# T/S Isaac



## DaveMK1 (Nov 8, 2009)

Hope y'all are preparing yourselves. Shouldn't be too bad but this bugger is making a B-line for 8 am on Wednesday in MS. Hopefully it doesn't slow down in the gulf. Will be keeping y'all in my thoughts and prayers.


----------



## lilbigtonka (Dec 30, 2008)

Well we are fixing to catch the rain and winds from it I'll let ya know how we fair out everything here is closed tonight and tomm but as for me I will be in the garage working on the bike lol.....


----------



## Cookies (Jul 22, 2012)

Hurricane Spaghetti Models / Spaghetti Charts / Tropical Forecast / Hurricane Charts Models / Tropical Update
^--- cool website I found while at work

Tropical Storm ISAAC
^---- Get some ideas on storm surge.


Oh and for the GP/Biloxi area... Start looking into winds moving in sometime after 28th around 0800z. IFFF it stays on this current track and doesn't speed up or slow down on its current path. Just sayin'


----------



## DaveMK1 (Nov 8, 2009)

It's the helpless feeling I have right now being deployed and leaving my wife and 2 year old at home to ride out the storm on their own. Only plus side is my house was the only house on the block that didn't flood during katrina


----------



## DirtyBrutes (Oct 12, 2011)

DaveMK1 said:


> It's the helpless feeling I have right now being deployed and leaving my wife and 2 year old at home to ride out the storm on their own. Only plus side is my house was the only house on the block that didn't flood during katrina


I will keep you and your family in my prayers. Thank you for your service.


----------



## bayou_boy_22 (Mar 13, 2009)

I am in the UK working offshore while my family prepares for the storm. so i know how you feel. i was in africa for Rita and it was not fun.


----------



## lilbigtonka (Dec 30, 2008)

Yes guys let's just hope while it is hugging us Florida boys it will break up enough.....what I am scared of for yall is the warm water it will be going over by morning......everyone pray and let's hope for the best 

the wetter the better


----------



## browland (Apr 4, 2009)

I'll be driving thru it to Houston  




Sent from my iPhone using Tapatalk


----------



## DaveMK1 (Nov 8, 2009)

browland said:


> I'll be driving thru it to Houston
> 
> 
> 
> ...


Be safe brother


----------



## Cookies (Jul 22, 2012)

Watching the 18z gfs model run, has it putting KPOE and KBAD on the right front flank. And new orleans area. This could get hairy again.
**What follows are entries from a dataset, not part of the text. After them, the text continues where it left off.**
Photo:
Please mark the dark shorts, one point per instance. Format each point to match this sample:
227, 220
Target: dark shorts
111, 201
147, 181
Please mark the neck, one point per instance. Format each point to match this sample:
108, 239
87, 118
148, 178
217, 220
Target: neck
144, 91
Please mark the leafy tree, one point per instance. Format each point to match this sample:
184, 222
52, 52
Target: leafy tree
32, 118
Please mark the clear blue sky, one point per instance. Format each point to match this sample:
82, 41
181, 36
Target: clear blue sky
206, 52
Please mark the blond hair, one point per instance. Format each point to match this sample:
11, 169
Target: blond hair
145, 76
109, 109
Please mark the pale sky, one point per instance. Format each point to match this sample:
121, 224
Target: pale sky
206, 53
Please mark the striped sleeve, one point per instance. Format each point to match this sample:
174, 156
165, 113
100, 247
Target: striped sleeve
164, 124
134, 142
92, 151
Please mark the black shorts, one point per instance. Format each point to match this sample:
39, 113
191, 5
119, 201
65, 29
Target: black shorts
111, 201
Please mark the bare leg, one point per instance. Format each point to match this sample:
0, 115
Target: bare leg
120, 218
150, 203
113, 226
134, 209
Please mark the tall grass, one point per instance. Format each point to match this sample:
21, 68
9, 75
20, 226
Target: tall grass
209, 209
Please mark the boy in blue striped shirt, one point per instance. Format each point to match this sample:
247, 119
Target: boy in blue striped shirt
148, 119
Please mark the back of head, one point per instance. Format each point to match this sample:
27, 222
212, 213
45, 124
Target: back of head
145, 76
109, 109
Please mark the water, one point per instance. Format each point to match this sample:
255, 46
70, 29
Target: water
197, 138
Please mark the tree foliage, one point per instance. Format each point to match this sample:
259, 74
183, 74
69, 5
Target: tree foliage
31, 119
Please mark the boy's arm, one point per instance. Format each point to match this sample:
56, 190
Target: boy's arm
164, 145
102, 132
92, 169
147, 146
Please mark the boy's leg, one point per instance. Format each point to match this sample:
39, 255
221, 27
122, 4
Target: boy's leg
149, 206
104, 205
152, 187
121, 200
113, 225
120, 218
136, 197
Sent from my DROID3 using Tapatalk 2


----------



## lilbigtonka (Dec 30, 2008)

well i can say i havent been able to watch tv all night the rain is so heavy and having directv yall know the deal......but atleast there hasnt been no lightening.........the rain is picking up more and more every hour or so.....cant wait to see what the yard has in store for us in the morning


----------



## MUDFORCE750 (Feb 13, 2011)

I am frying home today! About 30 min away from boarding a plane in Qatar. I just hope the airports do not shut down before I can get home. If they do I will be driving in from Houston.


----------